Contractors are suing the South Florida Water Management District after it terminated their contract to construct the half-billion-dollar Caloosahatchee (C-43) Reservoir in Hendry County, Fla., contending that design changes and other actions by the agency caused delays, not the firms' performance.

C43 Water Management Builders, a Lane Construction Corp.-led joint venture with its Italy-based parent Webuild SpA, filed the lawsuit in the U.S. Southern District of Florida Court against the district, charging it with wrongfully terminating the almost $524-million contract. 

Sean Cooley, district communications director, says in a statement that completion of the reservoir is among the agency’s highest priorities given its significance in protecting the Caloosahatchee River and estuary, which is tied directly to the local economy. 

He says the district was “forced to make the difficult decision of terminating” the contract. 

“The contractor simply could not stay on schedule and would not make the necessary changes to get back on schedule or prevent further delays,” Cooley says. “The contractor averages an additional 20 days of delay for every month on the job, which would result in a project delivery upwards of two years late. Such poor performance is contrary to the contract and is unacceptable.”

The district is looking for ways to continue construction, he says, and remains committed to protecting taxpayers’ investment in ecosystem restoration projects. 

“It is unrefuted that Lane has met he highest standards of integrity and excellence throughout its work for the South Florida Water Management District,” says a statement from the company. “The district’s decision to terminate our contract is unlawful and self-serving at best as it was the district, not the contractor, that caused over a year of project delays and millions of dollars of cost overruns that Florida taxpayers ultimately will have to bear.”

Contractors are seeking a declaration of wrongful termination and that the firms were not in material breach of the contract, and that the termination for default notice be rescinded, the lawsuit says, as “the District’s decision to wrongfully terminate [them] on the Project can impact its partners’ ability to obtain new work in Florida and around the United States.” 

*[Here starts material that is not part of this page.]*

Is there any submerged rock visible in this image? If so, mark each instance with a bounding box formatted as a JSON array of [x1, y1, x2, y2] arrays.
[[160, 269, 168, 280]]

The joint venture says in its lawsuit that it worked continuously from the time of the project award, contending that it completed roughly 70% of the work, including “a substantial amount of the many new or extra items of work directed by the District that arose due to changes and modifications to more than 50% of the 959 pages of contract drawings after the contract was awarded.” 

The firms say they prepared and updated a construction schedule throughout the project detailing the crucial path, and says it’s “entitled to at least 322 days of excusable and compensable delay that are the result of two major District design changes and a District failure to provide the necessary site access.” 

Specifically, the lawsuit says the agency changed the elevation of the blanket drain installation for more than a mile, changed the design of a structure that “made the means and methods to perform the work much more complex and challenging,” and that the “District’s Bid Package 3 contractor fell substantially behind schedule,” leading to the agency not being able to provide adequate site access.

In July 2021, the firms re-sequenced the work and submitted a revised project schedule, which was accepted by the agency, after which the lawsuit says the project began to see “district-caused delays and impacts,” including providing hand-drawn sketches not signed by the engineer for blanket drain design changes that “were woefully inadequate for WMB,” and a claim for additional time to the District was denied. 

On top of those delays, the team says the district failed and refused to grant a time extension of a single day of additional time as required by the contract. In the months leading up to the April 28 termination of the contract, the firms sas it provided schedules detailing a recovery plan which were ignored, even after multiple letters and emails it says went unanswered. 

According to the lawsuit, “Instead of working with [the contractors], on April 28, 2023, the District issued a Termination … which wrongfully terminated [their] contract for failure to provide an appropriate recovery plan to meet the contractual Substantial Completion of March 8, 2024.”

It says the district only provided extensions of time for weather-related events and the COVID-19 pandemic, a total of 76 days of contract time extensions. 

“We are committed to defending ourselves, and through our lawsuit, seek to hold the district accountable for their senseless actions,” says Lane’s statement. 

In 2019, ENR reported the contract award, at the time the largest Everglades project the agency had awarded, a $524-million lump sum for the five-year project set for substantial completion in spring 2024. 

In its press release announcing the award, the district says the 10,500-acre reservoir will store 170,000 acre-ft of fresh water, with the contract including construction of nearly 20 miles of embankments, 15 miles of perimeter canals and 14 water control structures alongside recreational features.